This Week In Black History October 18 – 24, 2023



 October 18

1917—“Dizzy” Gillespie, bandleader and pioneer of “B-bop Jazz,” is born John Birks Gillespie in Cheraw, S.C.

1945—Actor, singer, activist and socialist Paul Robeson receives the NAACP’s prestigious Spingarn Medal for his artistic achievements. Robeson would be hounded by the U.S. government because of his leftist leanings. He was labeled a communist, blocked from working in America and later denied a passport so he could not travel to Europe to work.

1951—Novelist Terry McMillan is born in Port Huron, Mich.


  • October 19



1859—Co-founder of West Virginia State College, Byrd Prillerman, is born. He became one of the state’s most prominent educators

1870—The first African Americans elected to the U.S. House of Representatives came from South Carolina: Joseph H. Rainey, Robert C. Delarge, and Robert B. Elliott. Rainey was actually seated first and thus became the first African American sworn in as a member of Congress. A portrait in his honor was finally placed in the U.S. Capitol Building in 2006.

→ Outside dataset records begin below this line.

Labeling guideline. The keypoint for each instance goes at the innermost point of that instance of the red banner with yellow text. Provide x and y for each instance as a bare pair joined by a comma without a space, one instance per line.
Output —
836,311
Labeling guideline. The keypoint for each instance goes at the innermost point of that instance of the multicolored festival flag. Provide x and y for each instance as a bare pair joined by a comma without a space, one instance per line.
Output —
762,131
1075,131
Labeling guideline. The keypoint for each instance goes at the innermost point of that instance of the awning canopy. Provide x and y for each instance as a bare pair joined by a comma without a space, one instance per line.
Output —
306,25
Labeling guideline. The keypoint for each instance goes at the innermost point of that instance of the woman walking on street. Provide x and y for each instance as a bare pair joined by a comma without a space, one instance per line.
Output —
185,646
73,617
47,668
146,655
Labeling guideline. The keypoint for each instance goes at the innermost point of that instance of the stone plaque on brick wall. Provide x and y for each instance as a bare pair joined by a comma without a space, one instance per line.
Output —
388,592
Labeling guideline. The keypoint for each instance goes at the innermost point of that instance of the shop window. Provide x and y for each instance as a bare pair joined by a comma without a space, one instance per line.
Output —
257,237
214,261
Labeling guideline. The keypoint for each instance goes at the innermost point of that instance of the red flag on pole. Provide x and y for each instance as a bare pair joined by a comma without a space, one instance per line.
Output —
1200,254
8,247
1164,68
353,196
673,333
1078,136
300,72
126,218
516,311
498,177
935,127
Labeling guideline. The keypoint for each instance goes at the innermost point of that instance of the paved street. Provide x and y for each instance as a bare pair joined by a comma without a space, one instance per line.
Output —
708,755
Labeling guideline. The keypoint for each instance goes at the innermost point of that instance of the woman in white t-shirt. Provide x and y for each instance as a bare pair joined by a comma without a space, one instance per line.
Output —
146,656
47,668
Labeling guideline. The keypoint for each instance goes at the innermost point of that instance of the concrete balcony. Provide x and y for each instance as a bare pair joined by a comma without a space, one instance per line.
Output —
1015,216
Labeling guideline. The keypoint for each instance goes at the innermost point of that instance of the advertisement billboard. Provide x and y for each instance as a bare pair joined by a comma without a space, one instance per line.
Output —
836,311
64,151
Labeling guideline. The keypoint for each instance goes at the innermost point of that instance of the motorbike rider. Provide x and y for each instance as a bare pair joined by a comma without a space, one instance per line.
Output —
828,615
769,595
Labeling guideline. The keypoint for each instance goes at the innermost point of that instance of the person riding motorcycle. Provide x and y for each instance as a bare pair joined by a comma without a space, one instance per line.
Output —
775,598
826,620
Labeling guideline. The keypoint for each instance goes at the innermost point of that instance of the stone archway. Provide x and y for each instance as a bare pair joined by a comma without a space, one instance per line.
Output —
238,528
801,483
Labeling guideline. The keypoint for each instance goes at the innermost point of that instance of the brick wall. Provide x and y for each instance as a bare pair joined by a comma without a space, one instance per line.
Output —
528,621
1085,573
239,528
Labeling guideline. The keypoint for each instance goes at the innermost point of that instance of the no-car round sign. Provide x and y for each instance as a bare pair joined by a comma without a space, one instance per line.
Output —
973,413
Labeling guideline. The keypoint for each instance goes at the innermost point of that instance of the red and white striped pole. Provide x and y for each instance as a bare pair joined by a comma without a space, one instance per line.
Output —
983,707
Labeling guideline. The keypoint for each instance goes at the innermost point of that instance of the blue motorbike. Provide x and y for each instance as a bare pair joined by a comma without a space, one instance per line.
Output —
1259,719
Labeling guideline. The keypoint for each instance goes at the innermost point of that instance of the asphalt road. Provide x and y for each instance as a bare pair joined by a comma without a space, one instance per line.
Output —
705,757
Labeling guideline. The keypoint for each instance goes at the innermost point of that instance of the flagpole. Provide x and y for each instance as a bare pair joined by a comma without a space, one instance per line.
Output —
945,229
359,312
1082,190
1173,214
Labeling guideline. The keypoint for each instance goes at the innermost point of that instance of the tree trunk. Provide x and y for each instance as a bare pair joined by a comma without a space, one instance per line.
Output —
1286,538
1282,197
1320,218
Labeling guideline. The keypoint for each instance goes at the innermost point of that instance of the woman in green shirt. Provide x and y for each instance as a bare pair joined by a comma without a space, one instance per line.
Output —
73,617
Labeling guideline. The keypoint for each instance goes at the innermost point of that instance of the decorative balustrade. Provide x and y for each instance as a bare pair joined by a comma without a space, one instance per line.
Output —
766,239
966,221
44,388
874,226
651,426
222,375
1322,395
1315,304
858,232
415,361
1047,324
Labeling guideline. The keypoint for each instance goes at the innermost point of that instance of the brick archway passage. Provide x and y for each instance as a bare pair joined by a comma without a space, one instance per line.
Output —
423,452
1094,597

1894—Henry Ossawa Tanner wins the Medal of Honor at the Paris Expositions for his paintings. He was the first African-American painter to gain international acclaim for his works. Tanner was born in Pittsburgh, Pa. In fact, he eventually moved to Paris because of opposition to a Black artist in the United States. His most famous painting is “The Banjo Player.”



  • October 20

1898—The North Carolina Mutual And Provident Insurance Co. is founded by a group led by John Merrick. The company grows into the largest Black-owned insurance firm in America.

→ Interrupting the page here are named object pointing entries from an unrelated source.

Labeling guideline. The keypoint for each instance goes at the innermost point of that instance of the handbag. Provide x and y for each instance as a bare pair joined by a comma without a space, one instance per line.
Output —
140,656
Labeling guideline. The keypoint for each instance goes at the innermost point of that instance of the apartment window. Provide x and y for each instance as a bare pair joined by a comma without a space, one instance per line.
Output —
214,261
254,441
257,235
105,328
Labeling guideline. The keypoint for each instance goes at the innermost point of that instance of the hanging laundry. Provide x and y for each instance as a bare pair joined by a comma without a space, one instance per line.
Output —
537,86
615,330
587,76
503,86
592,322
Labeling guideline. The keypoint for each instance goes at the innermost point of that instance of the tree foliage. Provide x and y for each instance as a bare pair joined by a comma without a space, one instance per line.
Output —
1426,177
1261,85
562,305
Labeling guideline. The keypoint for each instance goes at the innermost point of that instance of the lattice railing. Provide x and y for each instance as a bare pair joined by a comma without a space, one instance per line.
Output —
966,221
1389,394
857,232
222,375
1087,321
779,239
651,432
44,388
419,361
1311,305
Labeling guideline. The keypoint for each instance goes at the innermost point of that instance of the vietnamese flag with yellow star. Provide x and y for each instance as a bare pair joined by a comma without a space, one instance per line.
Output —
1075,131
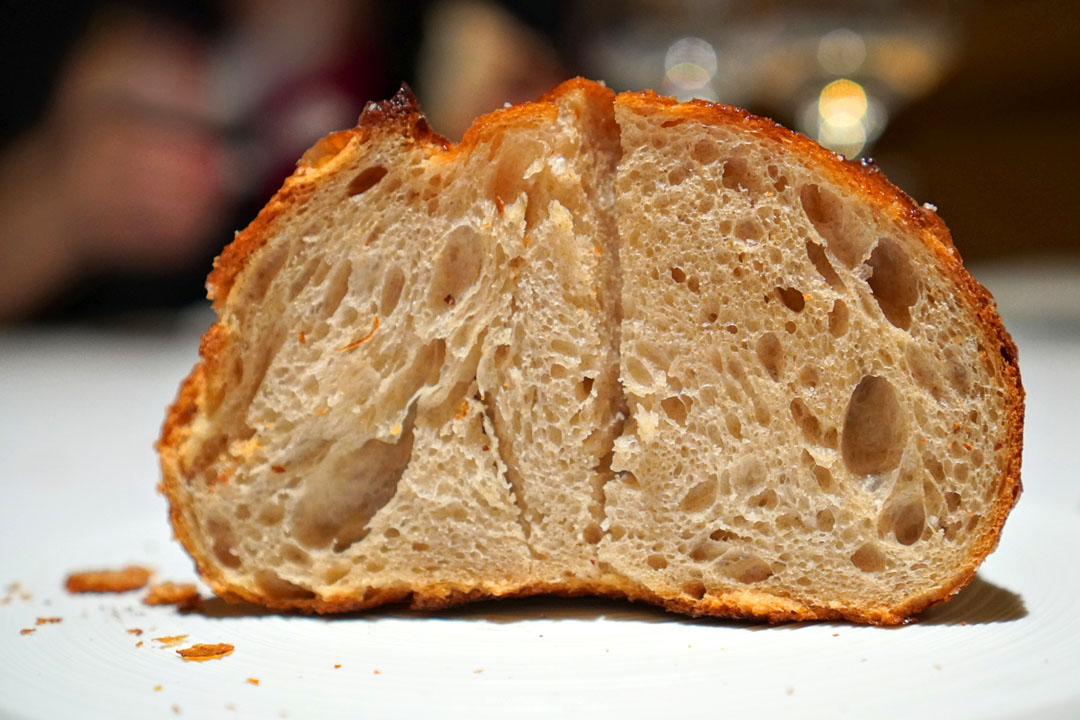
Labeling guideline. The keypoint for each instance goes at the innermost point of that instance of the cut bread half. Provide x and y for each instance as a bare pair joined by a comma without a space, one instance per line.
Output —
610,345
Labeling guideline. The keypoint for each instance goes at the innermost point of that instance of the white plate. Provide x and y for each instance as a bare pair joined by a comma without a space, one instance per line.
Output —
1008,647
78,416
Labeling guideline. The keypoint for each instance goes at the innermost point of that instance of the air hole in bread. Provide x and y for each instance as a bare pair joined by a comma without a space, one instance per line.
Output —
366,179
733,425
838,318
336,572
272,585
825,520
739,176
676,407
518,155
694,588
868,558
780,181
304,277
750,229
792,298
875,428
824,478
295,555
337,286
705,552
457,267
806,420
922,369
270,262
700,497
771,354
825,213
337,503
766,499
748,569
391,290
705,151
747,473
906,518
637,374
326,149
821,263
223,542
593,533
893,282
957,372
810,376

1904—Enolia P. McMillan is born. She becomes first female president of the NAACP.


  • October 21

1865—Jamaican national hero and independence advocate, George William Gordon, is unjustly arrested and sentenced to death for his struggle to free the Caribbean island nation from White minority rule. The son of a White man and a Black slave woman, Gordon is considered one of Jamaica’s most significant national heroes.

1950—Earl Lloyd becomes first Black person to play in an NBA game.

1994—Dexter King, youngest son of Dr. Martin Luther King Jr., is named head of SCLC—an organization founded by his slain father. Ironically, Dexter’s sister Rev. Bernice King would later be named to head the civil rights group.


  • October 22

1906—Three thousand Blacks demonstrated and rioted in Philadelphia to protest a theatrical production of Thomas Dixon’s racist play—“The Clansman.” The play essentially praised the Ku Klux Klan while demeaning Blacks.

1936—Black Panther Party co-founder Bobby Seale is born in Dallas, Texas.

Clarence Green

1953—Clarence S. Green becomes the first African American certified as a neurological surgeon.

2009—The Centers for Disease Control and Prevention issues a devastating report showing the number of new HIV/AIDS infections was declining for all population groups—except homosexual males, which the CDC refers to as MSM—men who have sex with men. Among MSMs, the highest infection rate was found among young Black males aged 13 to 24.


  • October 23

1775—The Continental Congress approves a resolution barring free Blacks from the army fighting for American independence from England. The resolution came even though many free Blacks were already fighting in the war. The motive behind the resolution came from Southern slave colonies which feared that by fighting in the war for American independence, Blacks would also demand an end to slavery.

1911—The National Urban League is formed. Next only to the NAACP, it becomes the second oldest and second largest Black self-help organization in America. It grew out of the spontaneous 20th-Century Freedom Movement for freedom and opportunity that came to be called the Black Migrations. Central to the organization’s founding were two remarkable people: Mrs. Ruth Standish Baldwin and Dr. George Edmund Haynes, who would become the Committee’s first executive secretary.

1947—The NAACP files an “Appeal To The World” with the newly found United Nations concerning racial injustice in America. For its day, the filing was a bold move on the part of the NAACP and it angered many liberal and conservative Whites.


  • October 24

1892—More than 25,000 Black workers are said to have joined a workers strike in New Orleans to protest working conditions, lynchings and other social ills.




1935—Fascist Italy invades Ethiopia, at the time, one of only two independent countries in Africa. U.S. Blacks were among thousands protesting worldwide. Powerful Harlem, N.Y. Pastor Adam Clayton Powell Sr. was among those seeking aid for Ethiopia. Ethiopian Emperor Haile Selassie spoke at his church.





1935—“Mulatto” opens on Broadway in New York City. The play, written by famed Black poet Langston Hughes, became the first long-run Black play on Broadway.

1948—Kweisi Mfume is born Frizzel Gray in Baltimore, Md. He became a congressman, head of the NAACP but later lost a bid for a seat in the U.S. Senate.

1964—The African nation of Zambia becomes independent from White colonial rule.